Она колотила по нему кулаками. Снова вцепилась в рубашку.
— Я не могу без тебя… Откуда ты взялся такой… Слышишь!.. Я не могу без тебя! Не могу! Не могу-у! Маврик, я не могу…
Она заплакала, бессильно повиснув у него на руках. Она плакала, уткнувшись в его плечо, продолжая бессильно, с горькой обидой что-то шептать, пытаясь найти в нем ответ:
— Слышишь, Маврик… Почему, ну скажи… Почему же я не могу без тебя… Маврик, милый, ну почему я тебя люблю… Ну объясни, ради бога, объясни… Ну объясни же мне, Маврик… Ну…
Он осторожно гладил ее, прислушиваясь к озеру, к тишине, к ее словам.
— Ну объясни, Маврик, милый, пожалуйста… Я же не могу без тебя, совсем не могу… Пойми…
Она закинула голову, взглянула ему в глаза.
— П-почему? — она мучительно сморщилась. — Маврик?
Да, вот сейчас он уплыл. И она уплыла — он ясно ощущает это. Зачем же все остальное — раз это так? Он ощущает ее сейчас, как себя, ясно чувствует ее в этой бесконечности, в невесомости, в пустоте, которая на мгновение — или на вечность? — обступила — его? — или ее? Нет, их вместе.
Значит — она любит его. Значит, все его мысли, все опасения — не нужны. Все это лишнее. Совершенно лишнее. Вообще — ничто не нужно ему сейчас, ничто на целом свете, раз это так.
— Ты приехал из-за меня?
Она прочитала это в его глазах — и успокоилась.
Они уже сидели — и лежали — и плыли куда-то, вцепившись друг в друга, будто боясь, что потеряются в этой пустоте. Плыли бесконечно.
Но ведь ему ничего не нужно, подумал он. Ничего, абсолютно ничего — раз Ксата его любит.
Теперь наступило спокойствие. Спокойствие, невесомость. Он был уверен — в себе, в Ксате, в целом мире. Остальное его не волновало.
— Ты… надолго приехал?
— Не знаю.
— Не знаешь?
— Насколько ты хочешь… Я… понял, что не могу. Просто не могу. Понимаешь — я без тебя не могу.

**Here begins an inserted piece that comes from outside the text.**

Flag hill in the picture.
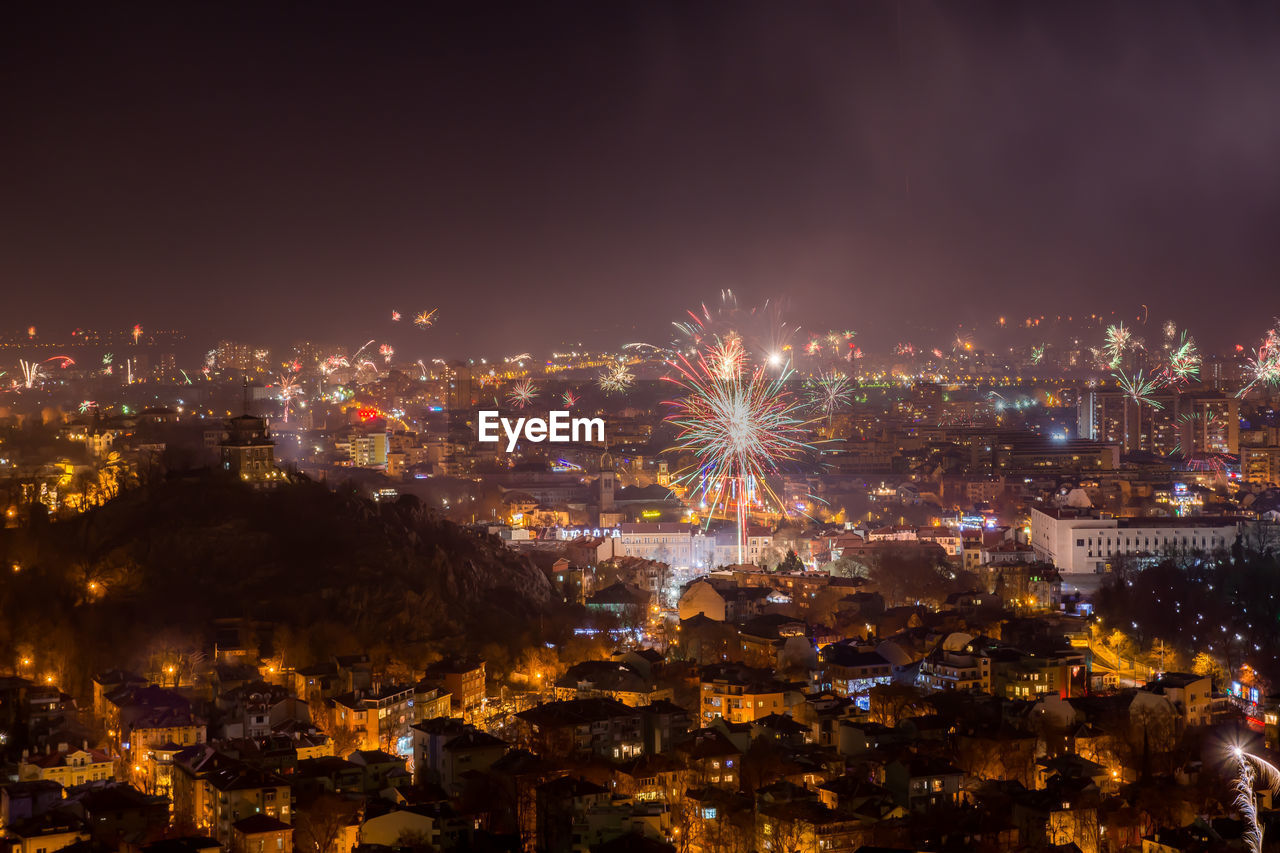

Тишина. Балубу. Париж. Гугенотка. Тишина. Звезды. И — ничего нет. Ничего. Ничего не нужно. Даже Ксата не понимает сейчас — насколько ему ничего не нужно, кроме нее.
— Спасибо… — она уткнулась ему в плечо. Зачем она это говорит. Почему — «спасибо».
— Мне… так хорошо, — она дотронулась губами до его шеи. — Ты понимаешь?
— Понимаю.
— Я не верю, что может быть так хорошо.
Тишина. Звезды над головой. Ксата. Он подумал — Балубу. Да, Балубу. Но он не хочет сейчас спрашивать или думать о нем. Балубу и все, что связано с ним, безразлично ему сейчас. Потому что это — лишнее. Сейчас это совершенно лишнее. Но вот возникает мысль, которая нарушает тишину, нарушает безмятежность. И вместе с тем эта мысль странным образом становится частью этой безмятежности.